Informacoes sobre ordens
| Nome do Produto | Numero de Catalogo | UNID | Preco | Qde | FAVORITOS | |
gp91phox Plasmídeo duplo de Nickase (m) | sc-419890-NIC | 20 µg | $410.00 | |||
gp91phox Plasmídeo duplo de Nickase (m2) | sc-419890-NIC-2 | 20 µg | $410.00 |
O gene Cybb de camundongo codifica a gp91phox (NOX2), a subunidade catalítica de membrana do complexo NADPH oxidase de fagócitos, que transfere elétrons do NADPH para o oxigênio molecular para gerar superóxido e, a jusante, espécies reativas de oxigênio. Essa explosão oxidativa sustenta a defesa antimicrobiana, a sinalização dependente de redox e a regulação de respostas inflamatórias por meio de vias que influenciam a maturação do fagossomo e a produção de citocinas. A atividade da gp91phox requer a montagem com a p22phox e fatores citosólicos como p47phox, p67phox e GTPases Rac nas membranas celulares. A interrupção da produção de EROs dependente de Cybb é amplamente utilizada como modelo de função imune inata alterada e de mecanismos de estresse oxidativo relevantes para fenótipos de imunodeficiência e inflamação em sistemas murinos.

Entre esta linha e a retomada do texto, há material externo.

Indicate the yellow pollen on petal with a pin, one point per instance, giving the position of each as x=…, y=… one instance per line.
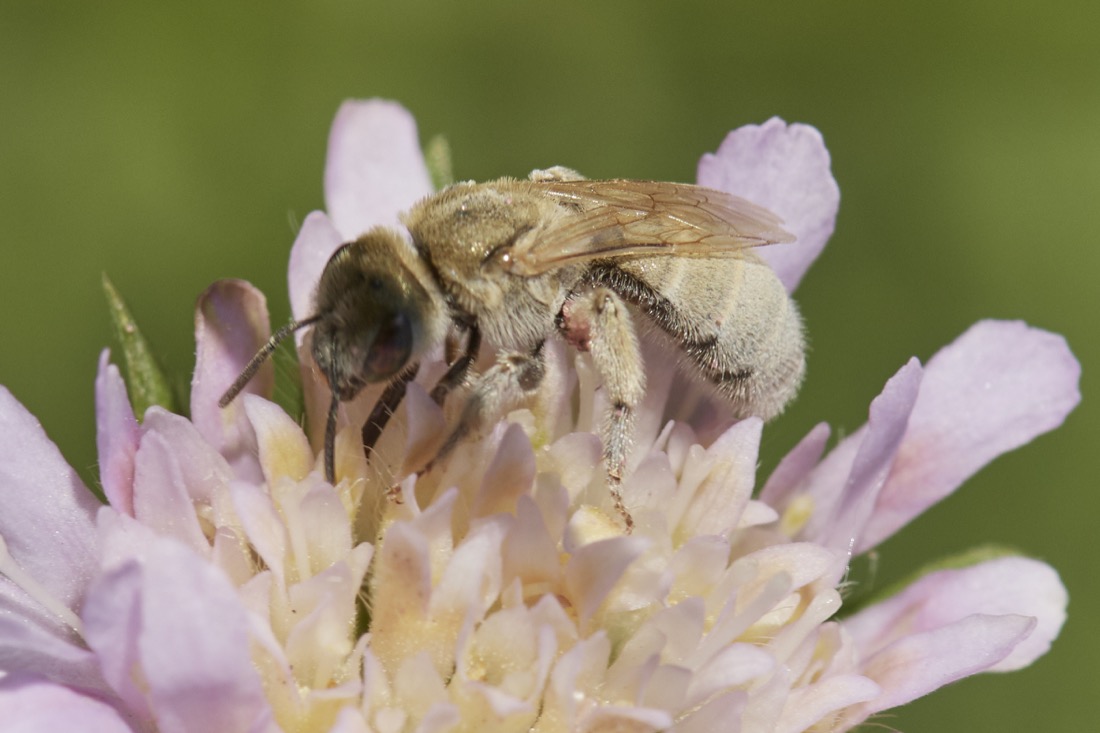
x=796, y=514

gp91phox O Plasmídeo de Nickase Dupla (m) consiste num par de plasmídeos combinados, concebidos para a edição de alta especificidade do locus Cybb em linhas celulares mouse. Cada plasmídeo expressa uma nickase Cas9 D10A e um sgRNA distinto que tem como alvo cadeias de ADN opostas dentro de Cybb. Quando direcionadas para locais adjacentes em cadeias de ADN opostas, as duas nickases geram cortes deslocados numa única cadeia que, em conjunto, produzem uma quebra escalonada de cadeia dupla, exigindo uma atividade coordenada no alvo por parte de ambas as guias. A quebra de ADN resultante é resolvida por vias de reparação celular endógenas, mais frequentemente através da junção de extremidades não homólogas (NHEJ), levando a inserções ou deleções que perturbam a função Cybb. Ao exigir o envolvimento de dois sgRNA no locus alvo, a abordagem de dupla nickase aumenta a especificidade da edição e fornece uma estratégia CRISPR complementar para aplicações em que se deseja um controlo adicional sobre a precisão do direcionamento.

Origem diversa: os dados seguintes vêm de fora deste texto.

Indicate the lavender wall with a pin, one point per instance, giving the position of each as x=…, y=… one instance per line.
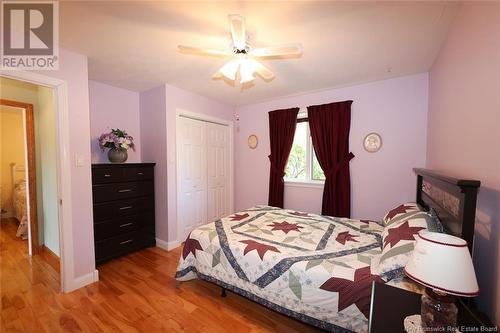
x=463, y=128
x=112, y=107
x=395, y=108
x=153, y=140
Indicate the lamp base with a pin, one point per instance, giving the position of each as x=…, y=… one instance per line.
x=439, y=312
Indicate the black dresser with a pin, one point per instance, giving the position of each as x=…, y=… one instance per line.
x=124, y=208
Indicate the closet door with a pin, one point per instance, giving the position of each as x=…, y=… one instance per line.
x=218, y=173
x=192, y=175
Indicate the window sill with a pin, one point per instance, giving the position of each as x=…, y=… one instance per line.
x=309, y=184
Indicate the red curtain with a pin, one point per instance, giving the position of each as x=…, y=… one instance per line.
x=282, y=125
x=330, y=125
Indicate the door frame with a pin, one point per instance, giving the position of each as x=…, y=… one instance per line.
x=30, y=170
x=68, y=280
x=202, y=117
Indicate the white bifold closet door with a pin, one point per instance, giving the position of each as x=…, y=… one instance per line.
x=203, y=173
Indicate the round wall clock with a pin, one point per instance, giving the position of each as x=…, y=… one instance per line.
x=253, y=141
x=372, y=142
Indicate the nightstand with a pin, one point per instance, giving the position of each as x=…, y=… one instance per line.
x=391, y=305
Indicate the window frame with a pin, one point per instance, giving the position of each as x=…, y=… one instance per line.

Para apoiar a identificação eficiente das células editadas, um plasmídeo codifica GFP para visualização fluorescente das populações transfectadas, enquanto o plasmídeo complementar transporta um gene de resistência à puromicina para seleção antibiótica. Em conjunto, estas características apoiam o enriquecimento eficiente das populações co-transfectadas e simplificam a validação dos clones com Cybb interrompido.
Apenas para uso em investigação. Não se destina a uso diagnóstico ou terapêutico.